Key Points
- Brent crude climbed to $109.92 per barrel while WTI touched $96.08 amid ongoing Iran tensions.
- President Trump set April 6 as the new deadline for potential strikes on Iranian energy sites, citing active diplomatic channels.
- Tehran’s government rejected claims of ongoing diplomatic engagement with Washington.
- Approximately 8 million barrels daily remain stranded as the Strait of Hormuz blockade persists.
- Macquarie forecasts potential price spikes to $200 per barrel if hostilities continue beyond May.
Global energy markets experienced another significant rally as tensions involving the United States, Israel, and Iran continue throttling worldwide petroleum supplies. Brent crude advanced nearly 2% to reach $109.92 per barrel during Friday trading. West Texas Intermediate followed suit, climbing to $96.08.

Brent crude appears headed for an unprecedented monthly rally in March. The benchmark has jumped approximately 52% throughout the month, representing one of the most dramatic monthly increases in decades.
Hostilities erupted in late February, resulting in the virtual shutdown of the Strait of Hormuz. This critical waterway typically facilitates roughly 20% of worldwide petroleum transport.
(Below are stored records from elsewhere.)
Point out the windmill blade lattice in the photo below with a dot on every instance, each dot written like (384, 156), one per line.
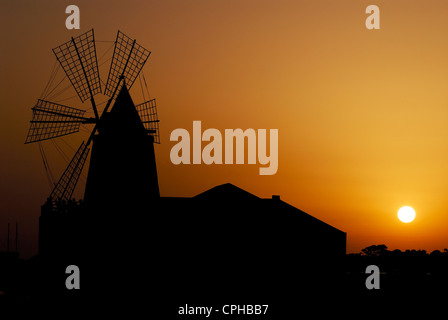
(128, 60)
(78, 59)
(51, 120)
(148, 114)
(63, 190)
The strait’s effective closure has removed approximately 8 million barrels daily from global markets. Ole Hansen, Saxo Bank’s commodities strategy chief, noted that supply constraints are intensifying rapidly as vessels that departed Gulf terminals prior to the blockade have completed their deliveries and discharged their cargoes.
President Trump pushed back a White House ultimatum requiring Iran to reopen the waterway or face American military action against energy installations. April 6 now marks the revised deadline. Trump attributed the postponement to Iranian overtures and characterized diplomatic progress as positive.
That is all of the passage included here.